At the time that I am writing this, I am in the midst of preparing to travel to Japan to teach a course on investigations. In between my packing lists and researching things to do and places to eat, I am also thinking a lot about investigations: What are the best ways to prepare for an investigation?  What are effective interview techniques? All kinds of details that I am looking forward to sharing with my class. As a complainant’s attorney, I spend some time thinking about investigations as well, particularly what information should have been included and what information is missing. Unfortunately, it is not unusual to find that key information is missing from a Report of Investigation.

I wrote about investigations recently in the context of witness interviews. In Mari R. v. U.S. Postal Service, EEOC App. No. 0120160377 (March 29, 2018), the Commission remanded the complaint back to the Agency for a supplemental investigation to include interviews of several witnesses.  While a supplemental investigation may be helpful, it generally is not the outcome I seek when I find the Agency has not done a thorough investigation. Like the Complainant in Ross H. v. U.S. Postal Service, EEOC App. No. 072018001 (May 17, 2018), I often ask for more severe sanctions, including default judgment.

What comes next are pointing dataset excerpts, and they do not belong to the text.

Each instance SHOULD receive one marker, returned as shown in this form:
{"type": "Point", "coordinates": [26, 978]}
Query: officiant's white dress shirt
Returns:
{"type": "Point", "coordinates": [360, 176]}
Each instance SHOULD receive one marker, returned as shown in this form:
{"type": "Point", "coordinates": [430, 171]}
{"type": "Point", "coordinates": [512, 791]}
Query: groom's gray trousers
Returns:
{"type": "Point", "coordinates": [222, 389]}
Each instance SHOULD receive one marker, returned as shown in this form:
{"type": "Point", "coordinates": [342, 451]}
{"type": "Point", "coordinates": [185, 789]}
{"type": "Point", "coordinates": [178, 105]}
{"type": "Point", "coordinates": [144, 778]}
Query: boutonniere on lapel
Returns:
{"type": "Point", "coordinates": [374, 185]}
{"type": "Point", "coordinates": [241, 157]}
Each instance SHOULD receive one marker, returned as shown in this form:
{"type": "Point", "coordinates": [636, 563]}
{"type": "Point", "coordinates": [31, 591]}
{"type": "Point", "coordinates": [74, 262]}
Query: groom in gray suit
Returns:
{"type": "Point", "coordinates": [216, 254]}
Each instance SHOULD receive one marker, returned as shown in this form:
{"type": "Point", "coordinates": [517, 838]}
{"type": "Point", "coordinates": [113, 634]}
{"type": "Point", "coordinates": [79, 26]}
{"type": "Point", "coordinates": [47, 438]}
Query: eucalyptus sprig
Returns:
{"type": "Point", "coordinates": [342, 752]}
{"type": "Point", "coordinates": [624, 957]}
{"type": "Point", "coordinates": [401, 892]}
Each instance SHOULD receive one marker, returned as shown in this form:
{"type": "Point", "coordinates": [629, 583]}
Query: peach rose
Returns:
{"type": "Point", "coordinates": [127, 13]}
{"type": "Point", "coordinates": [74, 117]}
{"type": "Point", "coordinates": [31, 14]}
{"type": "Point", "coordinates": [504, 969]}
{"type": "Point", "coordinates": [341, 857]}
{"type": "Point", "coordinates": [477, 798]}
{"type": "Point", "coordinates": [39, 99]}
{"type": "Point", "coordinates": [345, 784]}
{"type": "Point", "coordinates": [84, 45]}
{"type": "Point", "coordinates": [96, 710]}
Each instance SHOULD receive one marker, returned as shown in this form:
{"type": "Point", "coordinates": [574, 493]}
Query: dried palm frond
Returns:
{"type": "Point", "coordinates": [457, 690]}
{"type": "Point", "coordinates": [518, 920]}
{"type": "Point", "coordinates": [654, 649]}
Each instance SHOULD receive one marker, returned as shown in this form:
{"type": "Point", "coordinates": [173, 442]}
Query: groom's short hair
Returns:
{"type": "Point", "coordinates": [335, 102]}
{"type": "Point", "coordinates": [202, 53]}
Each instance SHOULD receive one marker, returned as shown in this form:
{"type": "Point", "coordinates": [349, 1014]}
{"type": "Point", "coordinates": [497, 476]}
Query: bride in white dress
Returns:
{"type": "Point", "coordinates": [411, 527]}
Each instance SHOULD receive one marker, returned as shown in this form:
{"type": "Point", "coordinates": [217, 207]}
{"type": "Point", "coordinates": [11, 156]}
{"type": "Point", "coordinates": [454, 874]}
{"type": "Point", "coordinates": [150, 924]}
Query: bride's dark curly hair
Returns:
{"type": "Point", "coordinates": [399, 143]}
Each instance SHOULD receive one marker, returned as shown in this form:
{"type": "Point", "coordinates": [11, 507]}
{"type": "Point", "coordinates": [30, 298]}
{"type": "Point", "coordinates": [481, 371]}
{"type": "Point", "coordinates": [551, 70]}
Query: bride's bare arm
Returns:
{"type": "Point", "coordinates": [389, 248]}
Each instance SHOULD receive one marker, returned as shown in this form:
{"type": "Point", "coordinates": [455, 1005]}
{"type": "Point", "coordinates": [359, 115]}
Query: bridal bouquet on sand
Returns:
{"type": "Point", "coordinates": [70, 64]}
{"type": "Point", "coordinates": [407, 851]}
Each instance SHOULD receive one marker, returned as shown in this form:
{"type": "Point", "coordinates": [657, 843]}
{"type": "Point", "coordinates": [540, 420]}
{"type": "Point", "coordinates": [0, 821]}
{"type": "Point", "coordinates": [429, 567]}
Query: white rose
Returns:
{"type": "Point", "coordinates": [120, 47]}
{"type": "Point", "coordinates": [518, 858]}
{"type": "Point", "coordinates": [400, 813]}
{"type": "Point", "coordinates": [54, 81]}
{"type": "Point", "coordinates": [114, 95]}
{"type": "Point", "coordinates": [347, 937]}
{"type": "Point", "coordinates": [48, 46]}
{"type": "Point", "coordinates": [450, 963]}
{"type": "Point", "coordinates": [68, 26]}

The complaint in Ross H. involved three non-selections. The Agency’s Report of Investigation was unfortunately missing several key pieces of information. It failed to include “application materials and qualifications of the candidates selected for two positions at issue, failed to identify the candidate selected for a third position, and failed to include interview notes for all three positions.” The Complainant moved for sanctions and asked the administrative judge to award default judgment in his favor. In response, the Agency argued that the ROI did have relevant information including affidavits and vacancy announcements, the Complainant did not suffer any prejudice, and the parties could cure the deficiencies in discovery. In support of its argument, the Agency asserted that its failure to identify one of the selectees was not an issue because the Complainant knew who the selectee was. Unsurprisingly, the administrative judge did not find this persuasive and granted default judgment in favor of the Complainant. The Commission upheld the sanction, finding the Agency’s failure to complete a sufficient investigation was “egregious.”  It concluded that default judgment was appropriate “in the interest of protecting the integrity of the EEO process.”

Agency EEO offices should always review an ROI for sufficiency before sending it out.  The necessary documents and testimony will vary from case to case, so be sure to determine what is appropriate for each ROI. And of course, in a non-selection case, be sure to include the names and qualifications of the selectees.